Melihat Lasmi akan memukulkan botol miras ke kepala Bella Fadli langsung menarik tangan Bella sehingga posisi mereka berbalik, ada sedikit rasa kaget melihat perempuan Toserba itu adalah pacar adiknya Rey. "Bella, shhhhh...!" Rintih Fadli merasakan peri pada punggungnya. Karena tinggi badannya botol miras itu tidak mengenai kepala Fadli, tapi tetap saja Fadli terluka. Tangan Bella yang secara refleks memeluk punggung Fadli merasakan tetesan darah.
"Bodoh itu, lo salah sasaran Giselle!" teriak Wina dan Vera.
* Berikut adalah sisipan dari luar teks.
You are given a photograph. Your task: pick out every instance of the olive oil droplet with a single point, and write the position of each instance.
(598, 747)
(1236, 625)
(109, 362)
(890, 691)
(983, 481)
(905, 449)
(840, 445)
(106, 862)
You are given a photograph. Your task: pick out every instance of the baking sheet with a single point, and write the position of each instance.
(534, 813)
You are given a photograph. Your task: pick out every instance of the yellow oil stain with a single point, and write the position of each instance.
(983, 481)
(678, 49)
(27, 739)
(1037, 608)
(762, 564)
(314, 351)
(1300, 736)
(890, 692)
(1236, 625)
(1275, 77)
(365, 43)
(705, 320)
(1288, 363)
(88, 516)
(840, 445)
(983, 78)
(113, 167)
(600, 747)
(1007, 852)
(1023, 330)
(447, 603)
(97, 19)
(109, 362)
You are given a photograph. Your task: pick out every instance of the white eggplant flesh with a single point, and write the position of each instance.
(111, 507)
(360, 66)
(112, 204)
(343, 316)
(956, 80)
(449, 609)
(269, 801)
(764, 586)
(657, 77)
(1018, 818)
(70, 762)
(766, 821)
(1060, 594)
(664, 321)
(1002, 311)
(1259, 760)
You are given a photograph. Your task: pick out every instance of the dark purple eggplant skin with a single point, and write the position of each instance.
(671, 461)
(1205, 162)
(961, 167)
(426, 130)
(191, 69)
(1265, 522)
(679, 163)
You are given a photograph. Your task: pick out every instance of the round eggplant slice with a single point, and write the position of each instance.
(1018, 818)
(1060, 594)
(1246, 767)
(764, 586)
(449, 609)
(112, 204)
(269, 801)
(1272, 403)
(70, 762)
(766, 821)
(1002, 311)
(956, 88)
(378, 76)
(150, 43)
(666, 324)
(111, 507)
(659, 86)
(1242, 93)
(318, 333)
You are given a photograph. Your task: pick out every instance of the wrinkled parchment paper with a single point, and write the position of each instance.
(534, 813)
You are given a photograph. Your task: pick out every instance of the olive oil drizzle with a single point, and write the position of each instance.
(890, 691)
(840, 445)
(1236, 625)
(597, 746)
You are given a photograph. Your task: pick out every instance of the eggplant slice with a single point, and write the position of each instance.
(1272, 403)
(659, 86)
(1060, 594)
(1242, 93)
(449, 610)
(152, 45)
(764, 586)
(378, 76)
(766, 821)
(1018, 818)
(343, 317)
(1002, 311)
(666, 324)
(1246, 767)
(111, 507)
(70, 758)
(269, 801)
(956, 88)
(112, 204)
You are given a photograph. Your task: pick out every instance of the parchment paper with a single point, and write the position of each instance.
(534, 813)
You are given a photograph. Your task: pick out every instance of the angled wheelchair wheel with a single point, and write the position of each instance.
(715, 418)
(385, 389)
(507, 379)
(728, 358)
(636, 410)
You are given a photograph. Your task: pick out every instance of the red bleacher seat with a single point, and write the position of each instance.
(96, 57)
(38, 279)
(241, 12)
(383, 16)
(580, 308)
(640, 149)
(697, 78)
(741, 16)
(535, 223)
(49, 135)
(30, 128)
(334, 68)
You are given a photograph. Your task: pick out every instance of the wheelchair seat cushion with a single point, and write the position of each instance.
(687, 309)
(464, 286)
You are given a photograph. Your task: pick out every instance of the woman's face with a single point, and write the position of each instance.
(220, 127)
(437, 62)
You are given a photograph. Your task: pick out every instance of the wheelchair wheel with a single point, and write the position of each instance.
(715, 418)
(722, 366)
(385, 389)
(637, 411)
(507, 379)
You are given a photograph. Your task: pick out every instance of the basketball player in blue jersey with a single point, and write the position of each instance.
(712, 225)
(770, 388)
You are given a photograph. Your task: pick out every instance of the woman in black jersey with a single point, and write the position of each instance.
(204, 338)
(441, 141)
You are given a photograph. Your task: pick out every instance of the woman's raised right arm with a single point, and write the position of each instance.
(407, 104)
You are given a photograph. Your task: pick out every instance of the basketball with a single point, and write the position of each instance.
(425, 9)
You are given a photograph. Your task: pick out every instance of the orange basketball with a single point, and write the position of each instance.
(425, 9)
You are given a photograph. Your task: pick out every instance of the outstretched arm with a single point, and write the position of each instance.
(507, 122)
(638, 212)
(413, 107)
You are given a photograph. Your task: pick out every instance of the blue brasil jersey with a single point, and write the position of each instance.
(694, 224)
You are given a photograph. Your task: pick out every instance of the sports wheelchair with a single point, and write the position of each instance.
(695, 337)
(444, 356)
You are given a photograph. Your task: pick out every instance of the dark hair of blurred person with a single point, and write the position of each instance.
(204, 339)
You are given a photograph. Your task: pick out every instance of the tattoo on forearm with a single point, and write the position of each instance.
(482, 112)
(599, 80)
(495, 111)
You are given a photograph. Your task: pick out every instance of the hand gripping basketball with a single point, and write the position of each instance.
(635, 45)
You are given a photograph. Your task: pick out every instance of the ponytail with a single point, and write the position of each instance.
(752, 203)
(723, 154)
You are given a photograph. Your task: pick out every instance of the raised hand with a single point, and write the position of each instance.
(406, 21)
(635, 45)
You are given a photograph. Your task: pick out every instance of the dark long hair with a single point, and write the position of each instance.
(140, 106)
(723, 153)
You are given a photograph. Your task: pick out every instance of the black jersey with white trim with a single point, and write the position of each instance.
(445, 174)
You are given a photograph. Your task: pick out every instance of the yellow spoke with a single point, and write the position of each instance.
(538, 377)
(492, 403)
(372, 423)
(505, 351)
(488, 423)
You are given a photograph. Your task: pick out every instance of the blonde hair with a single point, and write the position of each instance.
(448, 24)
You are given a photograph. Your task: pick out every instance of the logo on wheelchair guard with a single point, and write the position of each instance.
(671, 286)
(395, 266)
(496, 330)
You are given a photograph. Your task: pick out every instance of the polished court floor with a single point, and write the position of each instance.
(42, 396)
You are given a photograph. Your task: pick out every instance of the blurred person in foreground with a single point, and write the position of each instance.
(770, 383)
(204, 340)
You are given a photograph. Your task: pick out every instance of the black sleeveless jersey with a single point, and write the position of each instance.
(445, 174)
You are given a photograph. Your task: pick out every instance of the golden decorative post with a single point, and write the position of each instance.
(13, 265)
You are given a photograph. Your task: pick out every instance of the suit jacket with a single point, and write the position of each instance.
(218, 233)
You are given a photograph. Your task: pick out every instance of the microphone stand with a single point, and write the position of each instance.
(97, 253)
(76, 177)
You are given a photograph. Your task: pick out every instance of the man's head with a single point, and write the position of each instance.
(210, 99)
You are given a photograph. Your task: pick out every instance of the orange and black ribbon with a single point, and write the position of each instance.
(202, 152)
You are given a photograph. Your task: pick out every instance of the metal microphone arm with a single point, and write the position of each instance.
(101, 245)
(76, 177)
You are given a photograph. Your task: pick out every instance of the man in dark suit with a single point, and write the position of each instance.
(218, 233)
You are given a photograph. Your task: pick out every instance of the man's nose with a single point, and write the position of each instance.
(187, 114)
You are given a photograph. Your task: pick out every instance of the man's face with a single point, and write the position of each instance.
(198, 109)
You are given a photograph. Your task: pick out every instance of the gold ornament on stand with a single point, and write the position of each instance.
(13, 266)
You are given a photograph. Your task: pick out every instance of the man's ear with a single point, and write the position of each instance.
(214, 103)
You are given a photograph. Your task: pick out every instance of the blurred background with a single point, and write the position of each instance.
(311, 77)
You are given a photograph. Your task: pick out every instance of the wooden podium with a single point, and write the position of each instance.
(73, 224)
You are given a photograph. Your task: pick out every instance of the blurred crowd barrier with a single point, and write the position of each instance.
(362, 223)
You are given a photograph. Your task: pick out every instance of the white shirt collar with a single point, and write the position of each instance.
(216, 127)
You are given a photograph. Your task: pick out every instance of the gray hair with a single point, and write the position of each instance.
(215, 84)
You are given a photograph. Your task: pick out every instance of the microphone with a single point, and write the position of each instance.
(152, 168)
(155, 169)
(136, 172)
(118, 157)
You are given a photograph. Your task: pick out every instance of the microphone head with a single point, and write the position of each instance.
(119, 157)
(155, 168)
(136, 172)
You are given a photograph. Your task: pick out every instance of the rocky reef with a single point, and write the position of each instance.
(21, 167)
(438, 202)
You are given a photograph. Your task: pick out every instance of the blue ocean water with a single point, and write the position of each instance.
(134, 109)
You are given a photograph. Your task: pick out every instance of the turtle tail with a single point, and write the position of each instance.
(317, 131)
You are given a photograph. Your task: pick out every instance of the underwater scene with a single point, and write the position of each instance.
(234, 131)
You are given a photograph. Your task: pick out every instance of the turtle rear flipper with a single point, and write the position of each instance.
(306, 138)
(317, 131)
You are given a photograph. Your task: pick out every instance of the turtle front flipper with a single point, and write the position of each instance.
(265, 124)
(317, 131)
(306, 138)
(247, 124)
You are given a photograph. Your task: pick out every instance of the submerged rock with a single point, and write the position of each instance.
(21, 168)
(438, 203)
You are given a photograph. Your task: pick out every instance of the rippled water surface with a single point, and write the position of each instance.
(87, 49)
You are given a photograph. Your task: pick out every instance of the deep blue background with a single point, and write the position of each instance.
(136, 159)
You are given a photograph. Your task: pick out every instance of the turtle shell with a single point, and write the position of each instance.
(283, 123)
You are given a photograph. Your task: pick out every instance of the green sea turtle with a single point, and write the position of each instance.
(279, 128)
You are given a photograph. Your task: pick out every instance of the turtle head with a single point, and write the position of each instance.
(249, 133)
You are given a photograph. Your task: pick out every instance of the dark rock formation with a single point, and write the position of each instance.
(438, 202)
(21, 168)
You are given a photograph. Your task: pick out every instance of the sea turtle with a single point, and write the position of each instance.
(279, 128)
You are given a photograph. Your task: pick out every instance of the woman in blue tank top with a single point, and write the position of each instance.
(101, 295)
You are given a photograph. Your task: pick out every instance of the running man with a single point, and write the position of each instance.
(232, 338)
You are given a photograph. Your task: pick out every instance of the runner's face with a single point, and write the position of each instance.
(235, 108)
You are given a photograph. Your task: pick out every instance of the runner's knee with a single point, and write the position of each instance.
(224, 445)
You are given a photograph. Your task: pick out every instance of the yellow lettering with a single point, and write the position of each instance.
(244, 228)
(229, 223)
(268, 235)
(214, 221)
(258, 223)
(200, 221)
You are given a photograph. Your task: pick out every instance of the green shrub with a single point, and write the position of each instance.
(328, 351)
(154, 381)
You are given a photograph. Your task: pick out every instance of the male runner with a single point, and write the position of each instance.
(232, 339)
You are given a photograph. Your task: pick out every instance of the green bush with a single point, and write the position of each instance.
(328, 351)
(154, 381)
Mereka bertiga lari ketakutan takut masalah ini berimbas ke polisi.
Baju koko putih yang di kenakan Fadli kini menjadi merah di bagian punggungnya. Tapi Fadli dan Bella masih saling menatap. Entah kenapa Fadli bahkan melupakan rasa sakit sejenak. "Astaghfirullahaladzim ..." Fadli langsung melepaskan tangan dari tubuh Bella. Begitupun Bella yang sama kagetnya dengan Fadli. Entah datang dari mana tiba- tiba kakak Rey bersikap seperti super Hero.
"Darah ...?!" Teriak Bella melihat telapak tangannya.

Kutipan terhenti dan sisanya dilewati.